In accordance with the teachings of the present invention, an initial entry processor for use in a processing satellite in a satellite based communications system is provided. The initial entry processor determines a time of arrival of an initial entry burst relative to an initial entry burst slot and identifies the particular terrestrial terminal that transmitted the initial entry burst. The time of arrival information used by the identified terrestrial terminal during subsequent communications with the processing satellite to reduce uplink timing between the terrestrial terminal and the processing satellite.
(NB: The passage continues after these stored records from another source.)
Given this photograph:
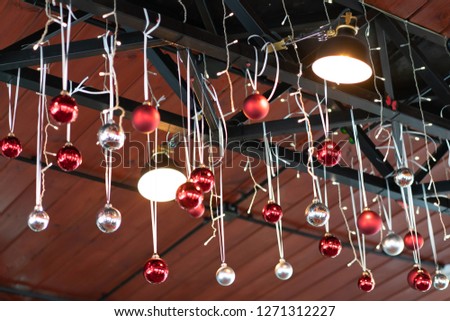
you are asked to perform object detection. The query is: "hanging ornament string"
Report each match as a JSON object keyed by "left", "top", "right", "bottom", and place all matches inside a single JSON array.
[
  {"left": 216, "top": 155, "right": 226, "bottom": 264},
  {"left": 422, "top": 184, "right": 439, "bottom": 270},
  {"left": 245, "top": 157, "right": 267, "bottom": 214},
  {"left": 142, "top": 10, "right": 161, "bottom": 102},
  {"left": 150, "top": 199, "right": 158, "bottom": 254},
  {"left": 382, "top": 179, "right": 393, "bottom": 231},
  {"left": 59, "top": 3, "right": 75, "bottom": 93},
  {"left": 274, "top": 145, "right": 285, "bottom": 260},
  {"left": 316, "top": 93, "right": 329, "bottom": 139},
  {"left": 7, "top": 69, "right": 21, "bottom": 134},
  {"left": 33, "top": 0, "right": 67, "bottom": 50},
  {"left": 350, "top": 108, "right": 368, "bottom": 209},
  {"left": 349, "top": 183, "right": 366, "bottom": 271},
  {"left": 177, "top": 0, "right": 187, "bottom": 23},
  {"left": 219, "top": 0, "right": 236, "bottom": 112},
  {"left": 262, "top": 122, "right": 275, "bottom": 201},
  {"left": 36, "top": 46, "right": 48, "bottom": 206},
  {"left": 334, "top": 181, "right": 360, "bottom": 264},
  {"left": 323, "top": 167, "right": 330, "bottom": 233}
]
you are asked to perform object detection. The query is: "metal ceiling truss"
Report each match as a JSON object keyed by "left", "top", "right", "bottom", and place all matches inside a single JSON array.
[{"left": 1, "top": 0, "right": 447, "bottom": 213}]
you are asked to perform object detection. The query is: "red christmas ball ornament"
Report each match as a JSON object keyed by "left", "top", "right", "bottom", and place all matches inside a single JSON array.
[
  {"left": 1, "top": 134, "right": 22, "bottom": 158},
  {"left": 407, "top": 266, "right": 421, "bottom": 289},
  {"left": 190, "top": 166, "right": 215, "bottom": 193},
  {"left": 357, "top": 208, "right": 382, "bottom": 235},
  {"left": 187, "top": 203, "right": 205, "bottom": 219},
  {"left": 315, "top": 139, "right": 341, "bottom": 167},
  {"left": 57, "top": 143, "right": 82, "bottom": 172},
  {"left": 319, "top": 233, "right": 342, "bottom": 258},
  {"left": 358, "top": 271, "right": 375, "bottom": 292},
  {"left": 404, "top": 231, "right": 424, "bottom": 251},
  {"left": 243, "top": 92, "right": 270, "bottom": 121},
  {"left": 143, "top": 255, "right": 169, "bottom": 284},
  {"left": 132, "top": 102, "right": 160, "bottom": 133},
  {"left": 176, "top": 181, "right": 204, "bottom": 210},
  {"left": 48, "top": 91, "right": 78, "bottom": 124},
  {"left": 414, "top": 269, "right": 432, "bottom": 292},
  {"left": 262, "top": 201, "right": 283, "bottom": 223}
]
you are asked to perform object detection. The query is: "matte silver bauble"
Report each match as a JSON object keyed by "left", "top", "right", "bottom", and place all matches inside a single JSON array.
[
  {"left": 28, "top": 205, "right": 49, "bottom": 232},
  {"left": 216, "top": 263, "right": 235, "bottom": 286},
  {"left": 96, "top": 204, "right": 122, "bottom": 233},
  {"left": 381, "top": 231, "right": 404, "bottom": 256},
  {"left": 97, "top": 122, "right": 125, "bottom": 150},
  {"left": 305, "top": 198, "right": 330, "bottom": 227},
  {"left": 394, "top": 167, "right": 414, "bottom": 188},
  {"left": 274, "top": 259, "right": 293, "bottom": 280}
]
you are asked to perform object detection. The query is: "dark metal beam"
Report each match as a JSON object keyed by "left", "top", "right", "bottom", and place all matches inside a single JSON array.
[
  {"left": 0, "top": 32, "right": 165, "bottom": 71},
  {"left": 228, "top": 110, "right": 378, "bottom": 141},
  {"left": 223, "top": 0, "right": 280, "bottom": 42},
  {"left": 376, "top": 15, "right": 450, "bottom": 104},
  {"left": 414, "top": 143, "right": 449, "bottom": 183},
  {"left": 375, "top": 22, "right": 395, "bottom": 98},
  {"left": 193, "top": 0, "right": 217, "bottom": 34},
  {"left": 412, "top": 180, "right": 450, "bottom": 197},
  {"left": 52, "top": 0, "right": 450, "bottom": 140},
  {"left": 0, "top": 68, "right": 186, "bottom": 132},
  {"left": 0, "top": 285, "right": 74, "bottom": 301}
]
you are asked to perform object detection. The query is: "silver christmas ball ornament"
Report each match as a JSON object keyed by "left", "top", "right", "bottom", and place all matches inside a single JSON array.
[
  {"left": 216, "top": 263, "right": 235, "bottom": 286},
  {"left": 305, "top": 198, "right": 330, "bottom": 227},
  {"left": 28, "top": 205, "right": 50, "bottom": 232},
  {"left": 394, "top": 167, "right": 414, "bottom": 188},
  {"left": 96, "top": 203, "right": 122, "bottom": 233},
  {"left": 274, "top": 259, "right": 293, "bottom": 280},
  {"left": 381, "top": 231, "right": 404, "bottom": 256},
  {"left": 97, "top": 121, "right": 125, "bottom": 150},
  {"left": 433, "top": 272, "right": 449, "bottom": 291}
]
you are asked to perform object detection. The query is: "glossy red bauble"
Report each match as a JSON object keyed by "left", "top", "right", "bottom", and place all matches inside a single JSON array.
[
  {"left": 176, "top": 181, "right": 204, "bottom": 210},
  {"left": 404, "top": 231, "right": 424, "bottom": 251},
  {"left": 57, "top": 143, "right": 82, "bottom": 172},
  {"left": 243, "top": 92, "right": 270, "bottom": 121},
  {"left": 132, "top": 102, "right": 160, "bottom": 133},
  {"left": 315, "top": 139, "right": 341, "bottom": 167},
  {"left": 319, "top": 233, "right": 342, "bottom": 258},
  {"left": 143, "top": 255, "right": 169, "bottom": 284},
  {"left": 414, "top": 270, "right": 432, "bottom": 292},
  {"left": 1, "top": 134, "right": 22, "bottom": 158},
  {"left": 187, "top": 203, "right": 205, "bottom": 219},
  {"left": 407, "top": 266, "right": 421, "bottom": 289},
  {"left": 48, "top": 92, "right": 78, "bottom": 124},
  {"left": 358, "top": 272, "right": 375, "bottom": 292},
  {"left": 262, "top": 202, "right": 283, "bottom": 223},
  {"left": 190, "top": 166, "right": 215, "bottom": 193},
  {"left": 357, "top": 208, "right": 382, "bottom": 235}
]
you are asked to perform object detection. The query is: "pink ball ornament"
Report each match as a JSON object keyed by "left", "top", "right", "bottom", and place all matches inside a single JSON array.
[
  {"left": 243, "top": 92, "right": 269, "bottom": 120},
  {"left": 357, "top": 208, "right": 382, "bottom": 235},
  {"left": 404, "top": 231, "right": 424, "bottom": 251},
  {"left": 358, "top": 271, "right": 375, "bottom": 292},
  {"left": 414, "top": 270, "right": 432, "bottom": 292},
  {"left": 315, "top": 139, "right": 341, "bottom": 167},
  {"left": 132, "top": 102, "right": 160, "bottom": 133},
  {"left": 176, "top": 181, "right": 204, "bottom": 210},
  {"left": 262, "top": 201, "right": 283, "bottom": 223},
  {"left": 48, "top": 91, "right": 78, "bottom": 124},
  {"left": 1, "top": 134, "right": 22, "bottom": 158},
  {"left": 319, "top": 233, "right": 342, "bottom": 258},
  {"left": 190, "top": 166, "right": 215, "bottom": 193},
  {"left": 187, "top": 203, "right": 205, "bottom": 219},
  {"left": 57, "top": 143, "right": 82, "bottom": 172},
  {"left": 143, "top": 255, "right": 169, "bottom": 284}
]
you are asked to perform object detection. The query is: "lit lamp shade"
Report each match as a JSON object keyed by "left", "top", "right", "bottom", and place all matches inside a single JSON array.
[
  {"left": 312, "top": 29, "right": 372, "bottom": 84},
  {"left": 137, "top": 152, "right": 186, "bottom": 202}
]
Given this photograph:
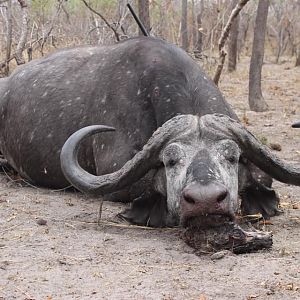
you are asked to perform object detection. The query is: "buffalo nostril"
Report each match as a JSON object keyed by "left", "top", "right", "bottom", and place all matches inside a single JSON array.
[
  {"left": 184, "top": 194, "right": 196, "bottom": 205},
  {"left": 217, "top": 190, "right": 228, "bottom": 203}
]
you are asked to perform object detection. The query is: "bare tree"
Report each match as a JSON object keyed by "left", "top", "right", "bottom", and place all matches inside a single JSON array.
[
  {"left": 194, "top": 0, "right": 204, "bottom": 57},
  {"left": 82, "top": 0, "right": 120, "bottom": 42},
  {"left": 237, "top": 8, "right": 252, "bottom": 57},
  {"left": 213, "top": 0, "right": 250, "bottom": 85},
  {"left": 4, "top": 0, "right": 12, "bottom": 75},
  {"left": 248, "top": 0, "right": 270, "bottom": 112},
  {"left": 181, "top": 0, "right": 188, "bottom": 51},
  {"left": 1, "top": 0, "right": 298, "bottom": 75},
  {"left": 293, "top": 1, "right": 300, "bottom": 67},
  {"left": 191, "top": 0, "right": 197, "bottom": 49},
  {"left": 156, "top": 1, "right": 166, "bottom": 38},
  {"left": 15, "top": 0, "right": 29, "bottom": 65},
  {"left": 268, "top": 2, "right": 291, "bottom": 64},
  {"left": 227, "top": 0, "right": 239, "bottom": 72},
  {"left": 296, "top": 51, "right": 300, "bottom": 67},
  {"left": 137, "top": 0, "right": 150, "bottom": 36}
]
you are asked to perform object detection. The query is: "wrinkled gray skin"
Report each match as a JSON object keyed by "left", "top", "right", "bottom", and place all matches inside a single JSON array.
[
  {"left": 161, "top": 129, "right": 241, "bottom": 226},
  {"left": 0, "top": 37, "right": 280, "bottom": 227},
  {"left": 151, "top": 117, "right": 241, "bottom": 227}
]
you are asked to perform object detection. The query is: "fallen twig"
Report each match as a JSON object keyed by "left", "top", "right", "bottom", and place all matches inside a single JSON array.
[
  {"left": 0, "top": 223, "right": 23, "bottom": 234},
  {"left": 15, "top": 287, "right": 35, "bottom": 300},
  {"left": 97, "top": 199, "right": 104, "bottom": 225}
]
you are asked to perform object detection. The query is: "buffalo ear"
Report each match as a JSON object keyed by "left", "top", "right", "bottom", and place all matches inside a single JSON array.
[
  {"left": 240, "top": 182, "right": 280, "bottom": 219},
  {"left": 200, "top": 114, "right": 300, "bottom": 186},
  {"left": 238, "top": 160, "right": 281, "bottom": 219}
]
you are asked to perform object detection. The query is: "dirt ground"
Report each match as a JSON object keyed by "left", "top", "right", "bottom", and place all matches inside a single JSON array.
[{"left": 0, "top": 58, "right": 299, "bottom": 300}]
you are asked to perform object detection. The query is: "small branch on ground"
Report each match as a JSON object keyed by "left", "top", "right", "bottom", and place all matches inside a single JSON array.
[
  {"left": 97, "top": 199, "right": 104, "bottom": 225},
  {"left": 213, "top": 0, "right": 250, "bottom": 85}
]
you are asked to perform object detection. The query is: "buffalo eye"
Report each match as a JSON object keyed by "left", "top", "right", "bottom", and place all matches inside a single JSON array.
[
  {"left": 221, "top": 141, "right": 240, "bottom": 164},
  {"left": 163, "top": 143, "right": 184, "bottom": 168},
  {"left": 167, "top": 158, "right": 178, "bottom": 167},
  {"left": 227, "top": 155, "right": 237, "bottom": 164}
]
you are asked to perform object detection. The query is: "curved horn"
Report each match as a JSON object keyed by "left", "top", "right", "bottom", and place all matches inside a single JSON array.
[
  {"left": 60, "top": 115, "right": 198, "bottom": 195},
  {"left": 200, "top": 114, "right": 300, "bottom": 186},
  {"left": 292, "top": 121, "right": 300, "bottom": 128}
]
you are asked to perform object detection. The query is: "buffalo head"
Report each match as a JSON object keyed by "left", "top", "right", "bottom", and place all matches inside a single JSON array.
[{"left": 60, "top": 114, "right": 300, "bottom": 227}]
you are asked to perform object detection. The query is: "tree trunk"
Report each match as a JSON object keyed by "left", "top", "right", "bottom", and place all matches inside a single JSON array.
[
  {"left": 4, "top": 0, "right": 12, "bottom": 76},
  {"left": 296, "top": 50, "right": 300, "bottom": 67},
  {"left": 194, "top": 0, "right": 204, "bottom": 58},
  {"left": 157, "top": 1, "right": 165, "bottom": 38},
  {"left": 274, "top": 27, "right": 283, "bottom": 64},
  {"left": 237, "top": 11, "right": 250, "bottom": 57},
  {"left": 192, "top": 0, "right": 197, "bottom": 50},
  {"left": 137, "top": 0, "right": 150, "bottom": 36},
  {"left": 213, "top": 0, "right": 250, "bottom": 86},
  {"left": 227, "top": 0, "right": 239, "bottom": 72},
  {"left": 181, "top": 0, "right": 188, "bottom": 51},
  {"left": 248, "top": 0, "right": 269, "bottom": 112},
  {"left": 15, "top": 0, "right": 29, "bottom": 65}
]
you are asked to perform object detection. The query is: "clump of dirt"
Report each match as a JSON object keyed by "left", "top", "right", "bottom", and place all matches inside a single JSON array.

In one preferred embodiment, an initial entry processor for use in a processing satellite in a satellite based communications system includes a buffer, a detection and timing circuit, and an identity circuit. The buffer stores an initial entry burst transmitted from at least one terrestrial terminal to the processing satellite. The detection and timing circuit detects the initial entry burst and determines a time of arrival of the initial entry burst relative to the initial entry burst slot. The identity circuit determines an identity of the terrestrial terminal that transmitted the initial entry burst so that the time of arrival is used by the identified terrestrial terminal during subsequent communications with the processing satellite.
Use of the present invention provides an initial entry processor for use in a processing satellite in a satellite based communications system. As a result, the aforementioned requirements associated with initializing communication between a terrestrial terminal and a satellite have been met.